Advisors face the challenge of effectively engaging with the new Digitally Native Generation, a cohort that has grown up in an interconnected world. This generation values transparency, immediate responses, and digital-first interactions, which necessitates a shift in advisory practices. At the conference, experts discussed how integrating technology into financial planning and wealth management can enhance client engagement and streamline communication. Additionally, recognizing cultural trends and preferences is vital for building trust and rapport. Advisors must adopt innovative techniques to meet the expectations of this demographic, leveraging tools such as digital platforms for financial education and engagement, thereby creating an environment that empowers them to take an active role in their financial futures.

The other challenge with the Digitally Native Generation, and many traditional investors, is the increasing demand to has Crypto Currency investments amongst the Trust assets. In theory, digital assets are just another asset type to be included in the Trust Deed, but they pose unique challenges, and Trustees are well advised to be directed to buy, be directed to hold, and outsource as much risk as possible. This is particularly true when considering custody of these assets to protect from loss and theft. Outsource the custody using reputable wallets (hot and cold storage solutions). Stay informed about the legal and regulatory frameworks governing cryptocurrencies in your jurisdiction, particularly around AML/KYC. Maintain communication with the beneficiaries and implement contingency plans to manage unforeseen events.
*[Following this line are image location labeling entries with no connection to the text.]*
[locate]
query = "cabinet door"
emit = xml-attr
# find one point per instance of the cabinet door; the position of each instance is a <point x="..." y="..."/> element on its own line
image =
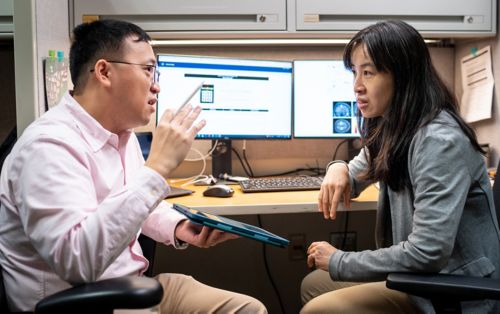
<point x="6" y="12"/>
<point x="188" y="15"/>
<point x="428" y="16"/>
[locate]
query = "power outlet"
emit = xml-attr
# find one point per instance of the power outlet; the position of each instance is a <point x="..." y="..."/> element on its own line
<point x="349" y="244"/>
<point x="297" y="250"/>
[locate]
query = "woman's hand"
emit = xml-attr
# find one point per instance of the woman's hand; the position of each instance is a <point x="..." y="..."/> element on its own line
<point x="201" y="236"/>
<point x="335" y="186"/>
<point x="318" y="255"/>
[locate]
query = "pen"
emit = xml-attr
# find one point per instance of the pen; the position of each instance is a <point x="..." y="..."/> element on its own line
<point x="189" y="97"/>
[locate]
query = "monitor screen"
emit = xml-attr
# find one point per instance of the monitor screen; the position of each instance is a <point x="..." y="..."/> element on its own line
<point x="324" y="101"/>
<point x="239" y="98"/>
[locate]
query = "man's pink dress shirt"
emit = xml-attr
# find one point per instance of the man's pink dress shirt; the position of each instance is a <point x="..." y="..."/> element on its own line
<point x="74" y="198"/>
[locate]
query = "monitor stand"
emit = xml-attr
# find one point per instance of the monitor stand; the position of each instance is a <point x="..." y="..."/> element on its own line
<point x="221" y="162"/>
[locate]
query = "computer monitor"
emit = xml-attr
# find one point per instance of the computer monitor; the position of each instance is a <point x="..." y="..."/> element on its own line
<point x="240" y="98"/>
<point x="324" y="101"/>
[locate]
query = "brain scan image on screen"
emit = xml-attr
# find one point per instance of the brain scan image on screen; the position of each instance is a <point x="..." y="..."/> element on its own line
<point x="341" y="126"/>
<point x="341" y="109"/>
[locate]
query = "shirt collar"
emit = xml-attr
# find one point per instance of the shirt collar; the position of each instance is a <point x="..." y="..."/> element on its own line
<point x="92" y="131"/>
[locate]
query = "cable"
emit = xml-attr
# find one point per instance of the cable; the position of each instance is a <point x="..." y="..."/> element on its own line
<point x="298" y="170"/>
<point x="337" y="148"/>
<point x="199" y="177"/>
<point x="247" y="172"/>
<point x="268" y="271"/>
<point x="346" y="223"/>
<point x="245" y="158"/>
<point x="192" y="179"/>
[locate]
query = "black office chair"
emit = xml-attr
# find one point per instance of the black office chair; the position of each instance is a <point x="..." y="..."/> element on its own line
<point x="104" y="296"/>
<point x="447" y="291"/>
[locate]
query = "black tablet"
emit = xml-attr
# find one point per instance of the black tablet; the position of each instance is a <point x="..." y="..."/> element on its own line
<point x="232" y="226"/>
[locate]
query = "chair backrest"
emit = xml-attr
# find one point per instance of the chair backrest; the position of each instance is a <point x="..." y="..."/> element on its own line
<point x="496" y="191"/>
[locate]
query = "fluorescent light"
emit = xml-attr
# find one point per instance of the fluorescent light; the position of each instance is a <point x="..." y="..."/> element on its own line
<point x="258" y="42"/>
<point x="252" y="42"/>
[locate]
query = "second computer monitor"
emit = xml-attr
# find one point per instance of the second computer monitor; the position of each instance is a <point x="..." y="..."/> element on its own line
<point x="240" y="98"/>
<point x="324" y="101"/>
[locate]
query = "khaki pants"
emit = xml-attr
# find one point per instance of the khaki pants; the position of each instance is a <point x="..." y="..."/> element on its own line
<point x="183" y="294"/>
<point x="321" y="294"/>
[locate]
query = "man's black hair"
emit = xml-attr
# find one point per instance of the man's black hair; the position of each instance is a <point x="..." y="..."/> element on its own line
<point x="101" y="39"/>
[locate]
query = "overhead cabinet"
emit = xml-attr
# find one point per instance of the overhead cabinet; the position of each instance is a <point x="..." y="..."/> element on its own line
<point x="294" y="18"/>
<point x="6" y="21"/>
<point x="440" y="18"/>
<point x="188" y="15"/>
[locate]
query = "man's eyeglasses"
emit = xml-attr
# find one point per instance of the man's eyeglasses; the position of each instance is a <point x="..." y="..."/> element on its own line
<point x="150" y="68"/>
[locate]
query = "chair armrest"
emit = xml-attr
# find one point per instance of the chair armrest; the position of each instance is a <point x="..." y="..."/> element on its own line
<point x="130" y="292"/>
<point x="440" y="286"/>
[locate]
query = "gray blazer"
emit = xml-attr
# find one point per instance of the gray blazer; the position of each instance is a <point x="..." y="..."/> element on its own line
<point x="446" y="223"/>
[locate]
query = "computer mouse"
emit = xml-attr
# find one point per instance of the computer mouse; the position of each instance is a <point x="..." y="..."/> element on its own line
<point x="219" y="190"/>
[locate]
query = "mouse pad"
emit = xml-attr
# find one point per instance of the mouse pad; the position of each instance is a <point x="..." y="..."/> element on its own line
<point x="232" y="226"/>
4) The Changing Use of Foundations

The role of foundations is evolving as families seek more flexible and adaptable structures for philanthropy and wealth management. As foundations increasingly serve as vehicles for impact investing and social entrepreneurship, families are embracing the potential to align their values with tangible contributions while addressing pressing societal needs. However, the digital asset panel at the conference highlighted that the use of such Foundation structures has increasingly been used for Decentralised Autonomous Organisations (DAO’s). Foundations are perfect for housing an AI driven protocol, under a governance body. In DAO’s the Founders do not run the Foundation although they may be one of the directors. This allows the DAOs to have a legal personality with appropriate regulation and has resulted in a burgeoning new industry in Cayman.


5) Are You Really Listening to your Clients

A recurring theme at the STEP Cayman conference was the importance of truly listening to clients and understanding their unique needs, motivations, and aspirations. Advisors often fall into the trap of imposing pre-existing structures or solutions that may not fully align with a client’s vision for their wealth. This “shoehorn” mentality can inadvertently neglect the individual complexities of each client’s situation. Instead, the emphasis was on providing a white-glove service that prioritizes tailor-made solutions rather than a one-size-fits-all approach. With the increasing diversification of wealth among families, many clients, especially those in the sub-$100 million bracket, may feel overlooked despite requiring the same level of diligence and care as larger clients. By cultivating an ethos of true engagement and bespoke service, smaller independent advisors are filling this gap, fostering deeper relationships, and ensuring every client feels valued and understood.